Abgeltungsteuer: Antrag auf Regelbesteuerung für Ausschüttungen aus Beteiligungen an Kapitalgesellschaften nur bis zur Abgabe der Einkommensteuererklärung möglich

Quelle: BFH-Pressemitteilung Nr. 66/15, Pressemitteilung vom 30.09.2015, Urteil vom 28.07.2015, Aktenzeichen VIII R 50/14

Der VIII. Senat des Bundesfinanzhofs (BFH) hat mit Urteil vom 28. Juli 2015 VIII R 50/14 die Frage entschieden, bis zu wel­chem Zeitpunkt ein Antrag auf sog. Regel­besteuerung für Ausschüttungen aus Beteiligungen an Kapitalgesellschaften gestellt werden kann.
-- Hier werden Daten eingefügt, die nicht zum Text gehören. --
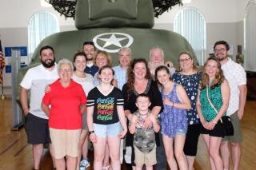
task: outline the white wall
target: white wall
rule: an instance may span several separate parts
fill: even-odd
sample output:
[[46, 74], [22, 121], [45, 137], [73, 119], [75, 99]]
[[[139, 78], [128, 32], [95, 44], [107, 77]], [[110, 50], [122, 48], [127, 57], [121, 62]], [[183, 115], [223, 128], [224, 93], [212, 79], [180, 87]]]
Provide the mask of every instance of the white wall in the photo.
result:
[[[254, 0], [256, 1], [256, 0]], [[243, 18], [250, 0], [192, 0], [183, 6], [174, 6], [155, 18], [154, 29], [173, 30], [178, 10], [194, 7], [201, 11], [206, 22], [206, 53], [218, 40], [226, 40], [234, 47], [243, 45]], [[27, 26], [33, 14], [47, 10], [55, 14], [60, 30], [74, 30], [73, 18], [65, 19], [53, 7], [42, 7], [40, 0], [0, 0], [0, 38], [2, 46], [27, 46]], [[4, 75], [4, 85], [10, 85], [10, 75]]]
[[73, 18], [67, 18], [56, 12], [53, 7], [42, 7], [40, 0], [1, 0], [0, 28], [26, 27], [33, 14], [47, 10], [59, 19], [60, 26], [74, 26]]

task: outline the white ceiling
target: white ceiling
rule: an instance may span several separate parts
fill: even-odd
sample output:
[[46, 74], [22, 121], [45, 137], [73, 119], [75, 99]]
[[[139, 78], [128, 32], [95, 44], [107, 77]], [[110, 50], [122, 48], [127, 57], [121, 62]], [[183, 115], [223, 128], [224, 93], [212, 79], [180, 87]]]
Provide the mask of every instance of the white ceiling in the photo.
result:
[[[194, 7], [205, 16], [206, 22], [236, 22], [243, 19], [250, 0], [192, 0], [183, 6], [174, 6], [168, 13], [155, 19], [155, 23], [172, 23], [180, 9]], [[34, 13], [47, 10], [59, 19], [60, 26], [74, 26], [72, 18], [60, 17], [52, 7], [42, 7], [40, 0], [1, 0], [0, 28], [26, 27]]]

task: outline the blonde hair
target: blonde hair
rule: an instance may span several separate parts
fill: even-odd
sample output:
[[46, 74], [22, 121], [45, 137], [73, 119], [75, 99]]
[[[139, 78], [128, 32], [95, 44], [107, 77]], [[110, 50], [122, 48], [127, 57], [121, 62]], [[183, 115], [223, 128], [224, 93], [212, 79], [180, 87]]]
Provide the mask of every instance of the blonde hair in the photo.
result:
[[102, 54], [107, 61], [107, 65], [109, 66], [112, 66], [112, 59], [111, 59], [111, 56], [109, 53], [106, 52], [106, 51], [98, 51], [95, 54], [95, 57], [94, 57], [94, 65], [96, 65], [96, 58], [99, 55], [99, 54]]
[[219, 61], [214, 57], [210, 57], [207, 58], [205, 64], [203, 65], [202, 73], [202, 81], [200, 84], [201, 89], [205, 89], [209, 85], [209, 77], [208, 77], [208, 74], [206, 73], [206, 65], [208, 64], [208, 61], [210, 60], [215, 61], [217, 62], [218, 69], [218, 71], [215, 74], [214, 80], [210, 85], [211, 89], [214, 89], [216, 85], [222, 84], [225, 79], [223, 71], [222, 69]]
[[[188, 55], [188, 56], [190, 57], [190, 59], [192, 60], [192, 61], [193, 61], [192, 69], [193, 69], [194, 70], [195, 70], [195, 71], [198, 71], [198, 66], [195, 65], [195, 64], [194, 64], [194, 57], [192, 56], [192, 54], [191, 54], [190, 52], [188, 52], [188, 51], [182, 51], [182, 52], [178, 55], [178, 60], [179, 60], [179, 57], [180, 57], [182, 55], [183, 55], [183, 54], [186, 54], [186, 55]], [[178, 63], [179, 63], [179, 62], [178, 62]], [[182, 71], [180, 65], [178, 65], [178, 72]]]

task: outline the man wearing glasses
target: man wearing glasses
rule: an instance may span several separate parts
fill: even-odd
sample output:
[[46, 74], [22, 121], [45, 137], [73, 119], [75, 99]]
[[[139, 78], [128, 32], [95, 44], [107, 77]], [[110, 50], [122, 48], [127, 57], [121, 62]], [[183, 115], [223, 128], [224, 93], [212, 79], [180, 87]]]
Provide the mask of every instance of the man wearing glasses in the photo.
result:
[[[25, 115], [25, 128], [27, 141], [32, 144], [33, 170], [39, 169], [43, 152], [43, 144], [50, 144], [48, 117], [41, 109], [45, 88], [58, 78], [55, 65], [54, 50], [51, 46], [40, 49], [41, 65], [30, 68], [23, 77], [20, 85], [20, 101]], [[30, 90], [30, 105], [28, 91]]]
[[246, 73], [238, 63], [228, 57], [230, 45], [225, 41], [215, 42], [214, 52], [222, 65], [225, 78], [230, 87], [230, 97], [226, 115], [231, 117], [234, 126], [234, 136], [225, 136], [221, 144], [221, 154], [224, 163], [224, 169], [230, 169], [229, 142], [231, 144], [231, 153], [234, 170], [238, 170], [241, 160], [241, 145], [242, 136], [240, 121], [243, 116], [246, 101]]
[[86, 54], [87, 63], [85, 72], [93, 77], [98, 71], [98, 68], [94, 64], [96, 48], [93, 42], [85, 42], [83, 43], [83, 50]]

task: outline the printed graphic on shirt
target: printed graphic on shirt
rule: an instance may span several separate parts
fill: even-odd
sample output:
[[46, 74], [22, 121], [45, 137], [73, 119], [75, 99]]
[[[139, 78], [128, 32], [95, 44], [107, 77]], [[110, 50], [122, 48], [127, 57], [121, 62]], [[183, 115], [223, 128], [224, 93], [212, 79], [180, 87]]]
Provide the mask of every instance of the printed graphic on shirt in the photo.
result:
[[98, 98], [97, 105], [97, 120], [110, 121], [113, 120], [114, 97]]

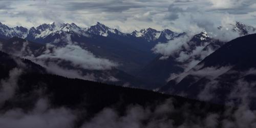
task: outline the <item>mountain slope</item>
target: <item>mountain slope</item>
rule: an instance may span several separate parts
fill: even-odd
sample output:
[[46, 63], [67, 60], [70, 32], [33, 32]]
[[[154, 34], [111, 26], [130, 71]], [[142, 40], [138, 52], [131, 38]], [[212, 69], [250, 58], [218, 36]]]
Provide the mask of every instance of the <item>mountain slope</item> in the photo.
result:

Die Klägerin war an einer GmbH beteiligt und erzielte aus dieser Beteiligung Einkünfte aus Kapitalvermögen in Form sog. ver­deckter Gewinnausschüttungen. Diese waren nach § 32d Abs. 1 des Einkommensteuergesetzes (EStG) mit der Abgel­tung­steuer in Höhe von 25 % besteuert worden. In ihrer – von einem Steuerberater erstellten – Steuererklärung stellte die Klägerin zwar u.a. einen Antrag auf sog. Günstigerprüfung, nicht jedoch einen Antrag auf Regelbesteuerung nach § 32d Abs. 2 Satz 1 Nr. 2 Satz 1 Buchst a EStG für diese Kapitalerträge. Eine Regel­besteuerung der Kapitalerträge hätte zu einer geringeren Steuer geführt. Diesen Antrag stellte die Klägerin erst, nachdem sie die von ihr unterschriebene Einkommensteuererklärung beim Finanzamt (FA) abgegeben hatte, allerdings noch vor dem Abschluss der Einkommensteuerveranlagung. Das FA und ihm folgend das Finanzgericht lehnten eine Berücksichtigung des Antrags bei der Einkommensteuerfestsetzung als verspätet ab.
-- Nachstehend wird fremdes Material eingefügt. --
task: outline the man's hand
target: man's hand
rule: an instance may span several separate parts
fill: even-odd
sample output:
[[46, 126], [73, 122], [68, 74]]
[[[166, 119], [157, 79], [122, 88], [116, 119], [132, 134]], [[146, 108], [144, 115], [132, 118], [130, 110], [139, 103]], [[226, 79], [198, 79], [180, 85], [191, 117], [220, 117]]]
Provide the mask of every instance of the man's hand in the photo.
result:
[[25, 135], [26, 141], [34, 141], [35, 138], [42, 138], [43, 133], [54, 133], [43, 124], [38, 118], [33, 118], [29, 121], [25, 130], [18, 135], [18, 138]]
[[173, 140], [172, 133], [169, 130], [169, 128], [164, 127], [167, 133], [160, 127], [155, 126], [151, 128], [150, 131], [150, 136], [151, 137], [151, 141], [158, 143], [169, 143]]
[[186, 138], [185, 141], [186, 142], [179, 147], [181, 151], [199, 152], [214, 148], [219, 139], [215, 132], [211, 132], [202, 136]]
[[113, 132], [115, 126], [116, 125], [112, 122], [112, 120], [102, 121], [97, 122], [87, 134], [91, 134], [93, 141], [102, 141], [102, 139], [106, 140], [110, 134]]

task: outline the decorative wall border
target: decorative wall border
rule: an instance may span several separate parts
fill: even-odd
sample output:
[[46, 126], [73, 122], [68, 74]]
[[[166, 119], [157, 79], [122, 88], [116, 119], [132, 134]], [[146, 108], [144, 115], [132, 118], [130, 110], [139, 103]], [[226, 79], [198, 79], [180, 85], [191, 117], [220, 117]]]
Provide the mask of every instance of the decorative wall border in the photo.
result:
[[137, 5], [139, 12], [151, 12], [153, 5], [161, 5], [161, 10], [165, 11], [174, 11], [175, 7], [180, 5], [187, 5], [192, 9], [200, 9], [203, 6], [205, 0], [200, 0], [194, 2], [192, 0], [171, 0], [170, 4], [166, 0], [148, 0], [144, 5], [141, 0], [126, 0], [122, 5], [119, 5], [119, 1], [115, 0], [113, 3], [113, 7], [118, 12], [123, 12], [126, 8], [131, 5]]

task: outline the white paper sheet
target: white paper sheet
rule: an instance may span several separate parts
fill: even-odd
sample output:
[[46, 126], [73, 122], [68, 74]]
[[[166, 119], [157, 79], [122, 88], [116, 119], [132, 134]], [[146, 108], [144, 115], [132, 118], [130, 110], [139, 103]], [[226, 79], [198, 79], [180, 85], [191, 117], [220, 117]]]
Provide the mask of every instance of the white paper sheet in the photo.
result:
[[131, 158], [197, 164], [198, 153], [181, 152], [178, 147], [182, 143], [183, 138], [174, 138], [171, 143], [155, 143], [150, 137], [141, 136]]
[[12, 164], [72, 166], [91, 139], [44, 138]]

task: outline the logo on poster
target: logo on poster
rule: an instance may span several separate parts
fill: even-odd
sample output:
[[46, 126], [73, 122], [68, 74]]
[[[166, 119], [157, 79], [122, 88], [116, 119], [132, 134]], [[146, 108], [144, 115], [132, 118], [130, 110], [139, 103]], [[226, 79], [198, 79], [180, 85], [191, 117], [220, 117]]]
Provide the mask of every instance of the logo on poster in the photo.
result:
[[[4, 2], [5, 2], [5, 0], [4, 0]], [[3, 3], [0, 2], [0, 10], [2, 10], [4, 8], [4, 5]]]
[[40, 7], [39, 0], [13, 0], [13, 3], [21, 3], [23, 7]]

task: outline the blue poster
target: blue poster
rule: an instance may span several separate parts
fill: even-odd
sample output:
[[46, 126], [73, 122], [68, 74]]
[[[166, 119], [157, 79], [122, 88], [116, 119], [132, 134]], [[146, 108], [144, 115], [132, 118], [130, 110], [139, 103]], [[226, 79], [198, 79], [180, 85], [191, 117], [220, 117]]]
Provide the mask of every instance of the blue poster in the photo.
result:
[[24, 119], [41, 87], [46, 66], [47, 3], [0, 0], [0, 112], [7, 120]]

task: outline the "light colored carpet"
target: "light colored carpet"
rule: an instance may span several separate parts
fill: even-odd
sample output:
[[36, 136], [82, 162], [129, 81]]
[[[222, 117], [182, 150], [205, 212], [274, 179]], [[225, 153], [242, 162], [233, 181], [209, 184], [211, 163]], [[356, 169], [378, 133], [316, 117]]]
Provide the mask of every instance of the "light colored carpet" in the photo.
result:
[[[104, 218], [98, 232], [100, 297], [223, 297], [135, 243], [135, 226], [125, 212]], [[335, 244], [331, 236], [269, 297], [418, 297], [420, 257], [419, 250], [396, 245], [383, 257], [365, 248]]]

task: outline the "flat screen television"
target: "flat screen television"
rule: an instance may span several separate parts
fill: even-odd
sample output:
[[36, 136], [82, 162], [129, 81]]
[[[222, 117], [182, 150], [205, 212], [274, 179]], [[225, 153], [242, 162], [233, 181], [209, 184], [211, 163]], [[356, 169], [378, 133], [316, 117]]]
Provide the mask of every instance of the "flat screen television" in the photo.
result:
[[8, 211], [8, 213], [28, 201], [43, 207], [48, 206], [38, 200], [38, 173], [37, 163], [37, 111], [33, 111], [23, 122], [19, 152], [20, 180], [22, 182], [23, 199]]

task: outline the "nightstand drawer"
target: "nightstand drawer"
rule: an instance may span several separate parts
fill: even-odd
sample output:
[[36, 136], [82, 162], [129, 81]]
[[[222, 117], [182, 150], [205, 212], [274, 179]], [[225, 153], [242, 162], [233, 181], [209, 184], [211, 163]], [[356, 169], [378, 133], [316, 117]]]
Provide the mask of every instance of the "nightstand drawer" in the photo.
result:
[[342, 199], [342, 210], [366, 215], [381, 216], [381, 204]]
Der BFH hat sich dem angeschlossen und die Revision der Klägerin als unbegründet zurückgewiesen. Nach der eindeutigen gesetzlichen Regelung des § 32d Abs. 2 Satz 1 Nr. 3 Satz 4 EStG ist der Antrag auf Regelbesteuerung der Kapitaleinkünfte aus einer Beteiligung an einer Kapitalgesellschaft spätestens zusammen mit der Einkommensteuererklärung zu stellen. Abzustellen ist insoweit auf den Eingangsstempel des FA auf der in Papierform abgegeben Einkommensteuererklärung. Gegen diese Befristung des Antragsrechts bestehen nach Auffassung des BFH keine verfassungsrechtlichen Bedenken.
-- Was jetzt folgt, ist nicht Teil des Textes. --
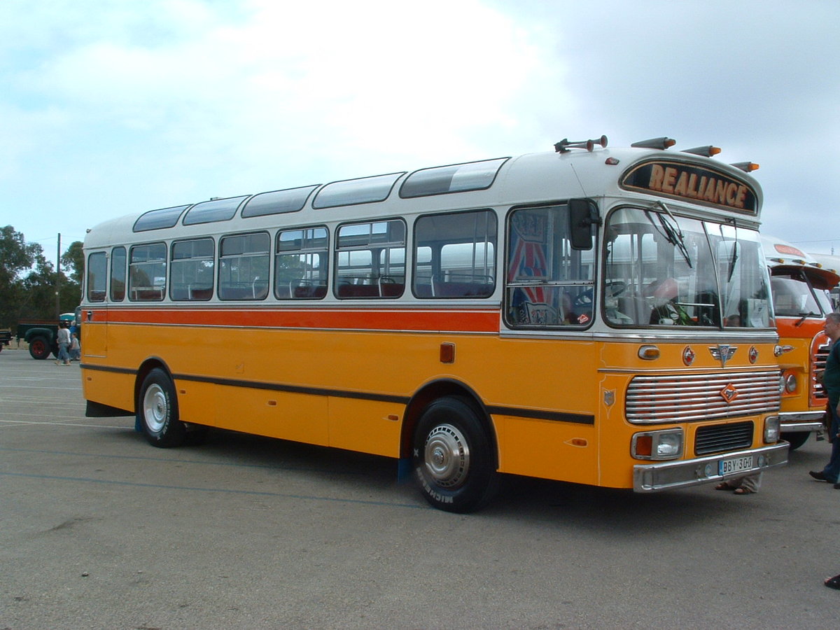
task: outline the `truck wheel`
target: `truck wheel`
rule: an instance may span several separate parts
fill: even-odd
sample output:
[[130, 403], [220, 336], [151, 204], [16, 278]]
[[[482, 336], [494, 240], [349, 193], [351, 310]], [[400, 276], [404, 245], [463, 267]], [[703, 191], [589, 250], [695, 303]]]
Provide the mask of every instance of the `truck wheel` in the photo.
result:
[[143, 380], [137, 416], [152, 446], [166, 449], [184, 443], [186, 428], [178, 418], [178, 399], [172, 381], [163, 370], [155, 368]]
[[33, 337], [29, 341], [29, 356], [33, 359], [46, 359], [50, 352], [52, 349], [45, 337]]
[[414, 431], [412, 461], [420, 491], [438, 509], [475, 512], [496, 491], [492, 443], [465, 399], [441, 398], [426, 407]]
[[790, 450], [796, 450], [799, 447], [808, 441], [809, 431], [795, 431], [790, 433], [782, 433], [782, 439], [787, 440], [790, 444]]

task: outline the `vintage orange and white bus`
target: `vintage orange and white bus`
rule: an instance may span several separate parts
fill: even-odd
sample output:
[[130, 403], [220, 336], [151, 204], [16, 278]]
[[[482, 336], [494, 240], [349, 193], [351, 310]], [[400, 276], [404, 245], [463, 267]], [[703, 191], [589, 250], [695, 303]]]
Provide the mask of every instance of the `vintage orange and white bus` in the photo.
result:
[[829, 291], [840, 276], [787, 241], [762, 234], [779, 331], [782, 438], [790, 449], [823, 428], [827, 397], [817, 375], [830, 349], [822, 327], [833, 309]]
[[392, 457], [461, 512], [500, 474], [646, 492], [785, 464], [758, 183], [606, 145], [93, 228], [88, 413]]

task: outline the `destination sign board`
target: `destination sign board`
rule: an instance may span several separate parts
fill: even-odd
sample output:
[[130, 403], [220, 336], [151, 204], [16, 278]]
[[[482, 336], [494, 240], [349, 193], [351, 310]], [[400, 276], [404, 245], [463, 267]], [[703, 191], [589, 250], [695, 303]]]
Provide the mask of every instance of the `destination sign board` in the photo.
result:
[[753, 216], [759, 213], [758, 197], [752, 186], [727, 173], [696, 165], [644, 162], [625, 173], [621, 186]]

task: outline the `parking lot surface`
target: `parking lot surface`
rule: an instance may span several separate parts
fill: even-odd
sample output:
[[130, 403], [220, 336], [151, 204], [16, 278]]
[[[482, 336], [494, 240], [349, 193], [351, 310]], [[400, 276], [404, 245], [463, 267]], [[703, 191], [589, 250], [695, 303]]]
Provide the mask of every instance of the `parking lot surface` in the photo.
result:
[[0, 629], [837, 627], [827, 442], [748, 496], [512, 477], [462, 516], [391, 459], [84, 410], [78, 364], [0, 353]]

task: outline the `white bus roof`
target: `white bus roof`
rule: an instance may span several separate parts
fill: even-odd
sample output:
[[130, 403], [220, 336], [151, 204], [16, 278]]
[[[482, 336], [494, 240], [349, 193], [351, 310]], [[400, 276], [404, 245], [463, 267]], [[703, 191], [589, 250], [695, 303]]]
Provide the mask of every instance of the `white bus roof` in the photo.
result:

Der Klägerin kam auch nicht zugute, dass sie in der Ein­kom­men­steuererklärung einen davon unabhängigen anderen Antrag (hier: auf Günstigerprüfung nach § 32d Abs. 6 EStG) gestellt hatte. Dieser Antrag kann den gebotenen Antrag auf Regel­besteuerung für Erträge aus Beteiligungen an Kapital­ge­sell­schaften nicht ersetzen. Eine entsprechende konkludente Antragstellung hat der BFH jedenfalls bei einem fachkundig beratenen Steuerpflichtigen abgelehnt. Die mangelnde Kenntnis des Steuerberaters über verfahrensrechtliche Fristen begründet grundsätzlich einen Verschuldensvorwurf, so dass auch die Voraussetzungen für eine Wiedereinsetzung in den vorigen Stand nicht vorlagen.

Für weitere Fragen und Informationen zu diesem Urteil stehen wir Ihnen selbstverständlich gerne zur Verfügung – sprechen Sie uns einfach darauf an.

Steuerfreiheit von Trinkgeldern

Quelle: BFH-Pressemitteilung Nr. 64/15, Pressemitteilung vom 23.09.2015, Urteil vom 18.06.2015, Aktenzeichen VI R 37/14

Mit Urteil vom 18. Juni 2015 VI R 37/14 hat der VI. Senat des Bundesfinanzhofs (BFH) entschieden, dass freiwillige Zah­lun­gen von Spielbankkunden an die Saal­assis­tenten einer Spielbank für das Servieren von Speisen und Getränken steuerfreie Trinkgelder i.S. des § 3 Nr. 51 des Einkommensteuergesetzes (EStG) sein können. Die Steuerfreiheit entfällt nicht dadurch, dass der Arbeitgeber als eine Art Treuhänder bei der Aufbewahrung und Verteilung der Gelder eingeschaltet ist.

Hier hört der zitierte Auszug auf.